At dawn the next morning, an hour before Wendy and
Leslie awoke, she heard a car with a throaty roar pass the house. It
passed as quickly from her memory, until it went by the house a second
time, and then a third. She went to the front window to watch an old blue
sedan circle the block a fourth time and then park a half block away.
She ignored the car during the course of the day,
waiting to consult with Carol after work on the ominous development. She
phoned when she saw the light in the window across the street at dusk, but
the phone rang on and on, and an unanswered phone struck a wrong chord.
Carol wasn't apt to leave a light burning in an unattended house. It was
an idiosyncrasy she could count on. With mounting concern, she phoned
Greg at the diner.
Greg was oddly silent when she explained the
mystery. "Lori, Carol hasn't been in to work today. I called her house
this morning and stopped over this afternoon. She didn't answer. Her
doors are locked."
It felt as if the air had been sucked out of the
room. "I'll see if she's home and get back to you," Lori told the man,
and she hung up. "Wendy! Keep an eye on the house!"
Leslie never bothered to look up from the television
illuminating his face in blue-white illumination. Wendy acknowledged the
order from behind her closed bedroom door with a distracted, “okay.”

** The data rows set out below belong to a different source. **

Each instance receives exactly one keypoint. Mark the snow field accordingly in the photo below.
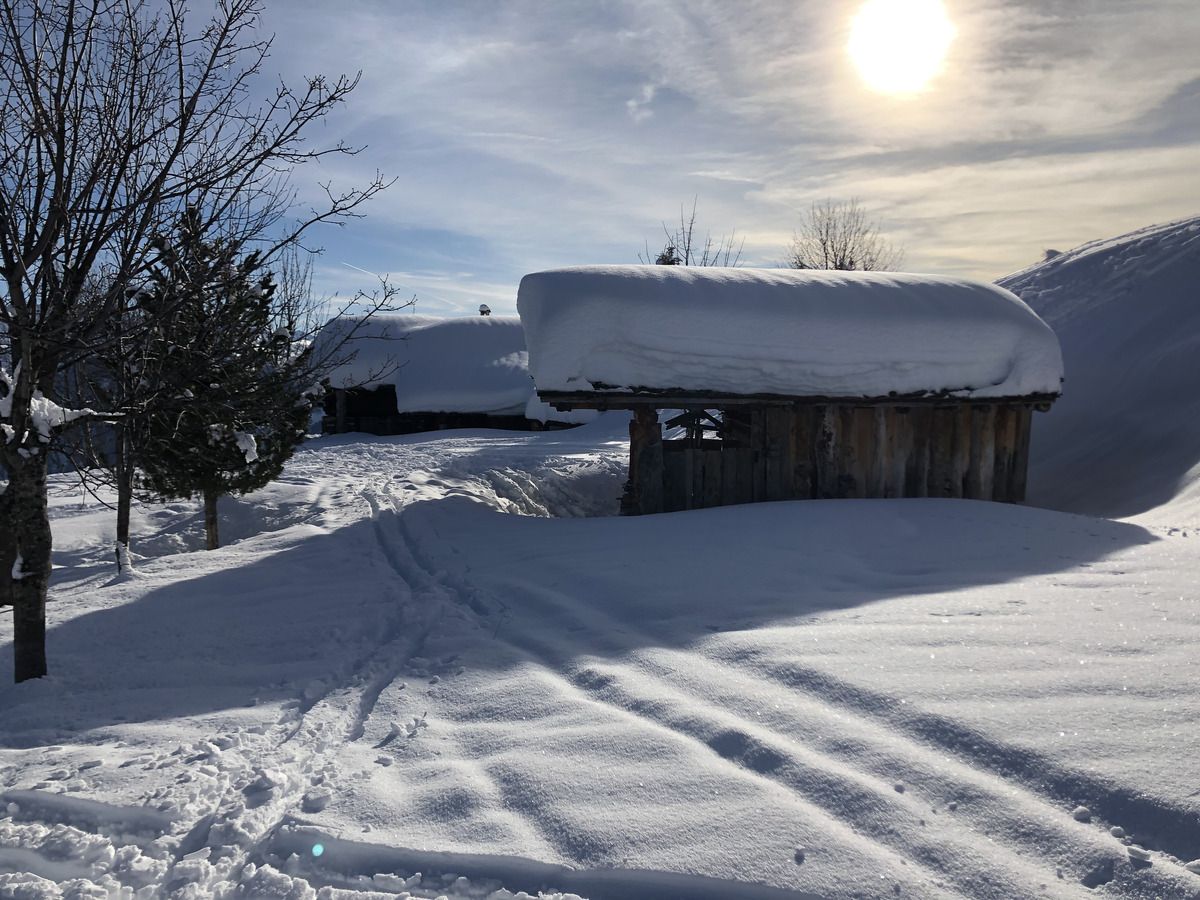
(444, 664)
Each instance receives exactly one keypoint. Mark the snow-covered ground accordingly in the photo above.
(441, 666)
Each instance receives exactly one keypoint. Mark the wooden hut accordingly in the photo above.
(401, 375)
(789, 384)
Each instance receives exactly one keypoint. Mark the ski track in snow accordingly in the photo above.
(829, 786)
(957, 785)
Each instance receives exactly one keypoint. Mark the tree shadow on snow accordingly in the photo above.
(301, 621)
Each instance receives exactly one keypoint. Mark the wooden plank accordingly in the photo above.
(711, 491)
(730, 477)
(828, 423)
(744, 469)
(759, 444)
(777, 441)
(941, 451)
(917, 459)
(803, 453)
(960, 450)
(899, 444)
(1021, 453)
(675, 490)
(881, 453)
(646, 461)
(972, 474)
(689, 479)
(606, 399)
(987, 460)
(858, 451)
(1006, 441)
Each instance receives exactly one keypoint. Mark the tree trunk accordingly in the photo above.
(210, 520)
(124, 493)
(25, 562)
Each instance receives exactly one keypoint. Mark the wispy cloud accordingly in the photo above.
(527, 133)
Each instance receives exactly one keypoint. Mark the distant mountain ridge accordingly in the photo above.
(1125, 437)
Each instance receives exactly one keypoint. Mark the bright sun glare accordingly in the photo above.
(899, 45)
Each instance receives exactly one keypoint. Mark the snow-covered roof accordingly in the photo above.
(477, 364)
(825, 334)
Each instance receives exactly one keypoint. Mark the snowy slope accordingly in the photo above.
(1125, 437)
(439, 666)
(810, 700)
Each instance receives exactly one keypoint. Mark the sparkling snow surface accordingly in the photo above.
(473, 364)
(438, 666)
(783, 331)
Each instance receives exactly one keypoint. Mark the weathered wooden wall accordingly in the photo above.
(777, 453)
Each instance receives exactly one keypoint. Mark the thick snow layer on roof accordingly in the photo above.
(1123, 438)
(783, 331)
(475, 364)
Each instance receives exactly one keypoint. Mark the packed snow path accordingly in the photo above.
(390, 666)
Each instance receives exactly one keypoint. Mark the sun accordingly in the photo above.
(898, 45)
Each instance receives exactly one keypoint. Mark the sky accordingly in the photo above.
(526, 135)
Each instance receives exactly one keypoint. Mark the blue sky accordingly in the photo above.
(535, 133)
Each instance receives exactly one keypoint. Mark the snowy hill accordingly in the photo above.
(1126, 435)
(439, 666)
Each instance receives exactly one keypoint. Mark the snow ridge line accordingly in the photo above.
(1063, 789)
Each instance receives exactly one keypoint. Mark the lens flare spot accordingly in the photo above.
(898, 46)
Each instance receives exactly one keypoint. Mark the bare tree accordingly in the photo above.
(838, 235)
(685, 247)
(114, 119)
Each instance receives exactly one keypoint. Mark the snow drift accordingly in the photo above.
(783, 331)
(1125, 436)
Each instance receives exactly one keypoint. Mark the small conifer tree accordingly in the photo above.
(235, 406)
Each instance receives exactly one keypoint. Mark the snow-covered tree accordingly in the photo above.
(114, 118)
(234, 394)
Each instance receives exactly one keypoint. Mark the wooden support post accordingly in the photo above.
(1021, 451)
(340, 409)
(643, 491)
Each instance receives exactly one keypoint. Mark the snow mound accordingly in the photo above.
(783, 331)
(474, 364)
(1125, 437)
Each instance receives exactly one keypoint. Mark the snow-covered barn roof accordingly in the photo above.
(783, 331)
(475, 364)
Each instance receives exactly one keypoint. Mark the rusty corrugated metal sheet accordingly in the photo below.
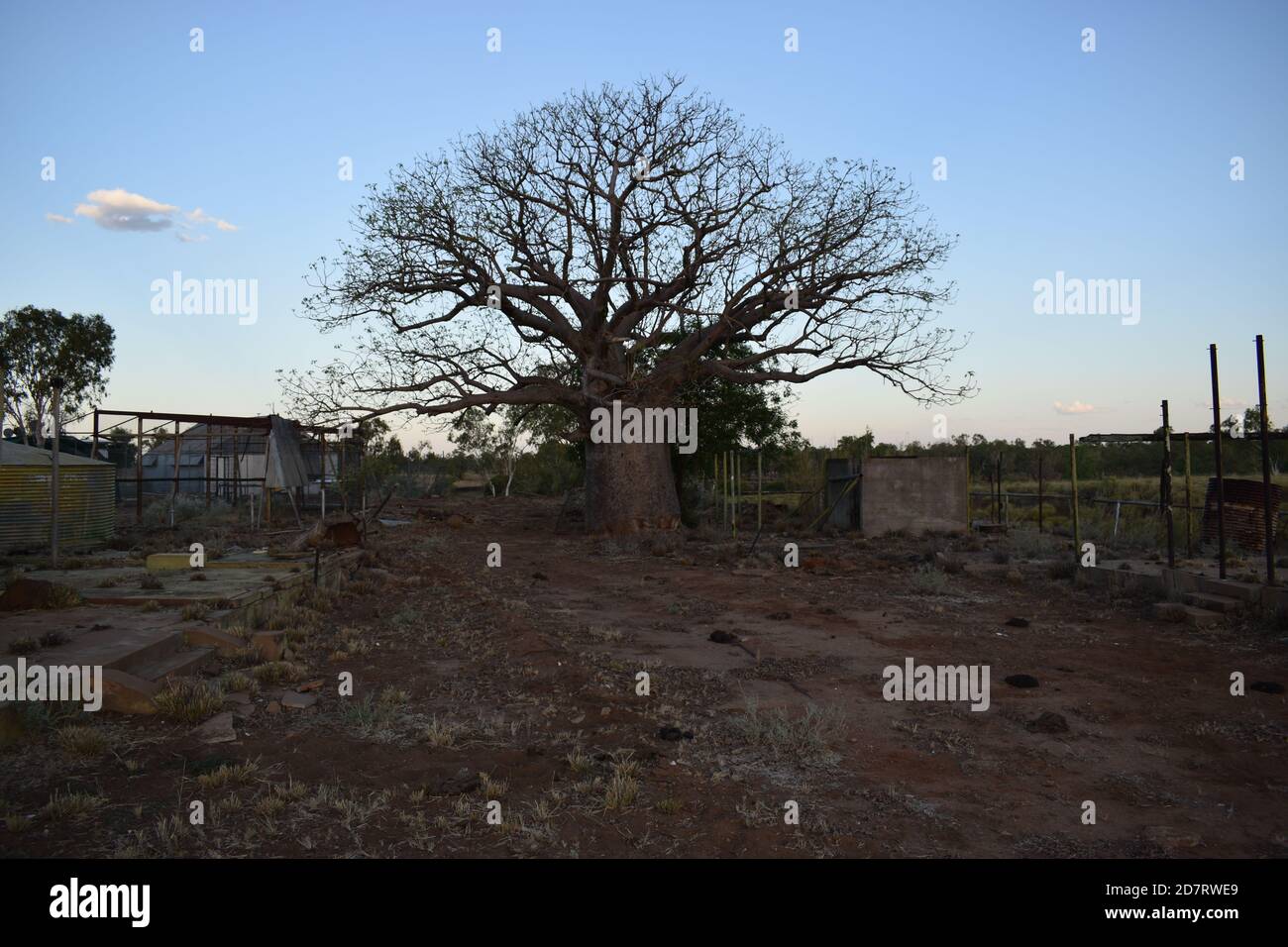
(1244, 515)
(86, 500)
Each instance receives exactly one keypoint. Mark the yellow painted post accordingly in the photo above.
(1073, 480)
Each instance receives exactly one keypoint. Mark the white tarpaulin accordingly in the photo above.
(284, 468)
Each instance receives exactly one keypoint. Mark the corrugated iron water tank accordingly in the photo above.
(86, 499)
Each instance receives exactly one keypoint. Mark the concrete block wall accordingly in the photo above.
(913, 493)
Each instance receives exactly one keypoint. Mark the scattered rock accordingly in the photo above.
(218, 729)
(1021, 681)
(1048, 723)
(299, 701)
(1166, 836)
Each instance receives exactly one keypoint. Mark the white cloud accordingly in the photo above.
(117, 209)
(1077, 407)
(120, 210)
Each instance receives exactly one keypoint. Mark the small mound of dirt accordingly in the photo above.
(1048, 723)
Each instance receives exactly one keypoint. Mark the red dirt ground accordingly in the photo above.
(531, 669)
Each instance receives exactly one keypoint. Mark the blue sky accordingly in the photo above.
(1113, 163)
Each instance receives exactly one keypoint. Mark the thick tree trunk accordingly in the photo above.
(630, 488)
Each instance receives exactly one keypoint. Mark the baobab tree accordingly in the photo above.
(616, 245)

Lori rushed out the front door, but paused on the
porch. A car passing the house stopped alongside the blue sedan. The
drivers talked for a moment and looked her way. The blue car then roared
on past the house, relieved for the night. The newcomer made a U-turn and
boldly parked directly in front of the house to begin its night long
vigil.
Henry Kahn had made his first move.
Ruben's friends would never have been so bold. Maybe they were
just watching for Dave's return. Maybe it had already come to more than
that.
And then she saw it. The glow of a table lamp in
Carol's window flickered out, then on again.
Off and on.
Lori bolted. She raced across the street and yanked
at Carol's locked front door hard enough to wrench her shoulder. With a
low moan of impatience, she stepped off the porch and selected a brick
from the flower garden. She broke the glass from the front window and
reached inside to unlock the door and pull it open.
Carol lay gagged on the floor against the back wall,
dressed in panties and bra. Her wrists were bound behind her back with
clothesline. She had the cord to the table lamp gripped in one hand
behind her back and writhed with a frantic effort to find the wall socket
and signal again for help.
The lamp went on, and then off again.
Lori rushed to Carol's side and dropped to her
knees. Carol's eyes were swollen shut by bruising. She thrashed from
side to side, aware of a presence and quietly panicking. "It's me," Lori
said. She fought with the knot of the gag. "Honest, Carol, I don't know
what we do to deserve this".
The gag came off to reveal a cut and swollen lip.
"God damn!" Carol wailed. "Get these damned ropes off me! I've got to go
to the bathroom!"
Once freed, Carol managed to climb her feet. She
staggered halfway across the room, then toppled to one side, unconscious
long before she struck the floor in a spreading yellow-tan stain of urine.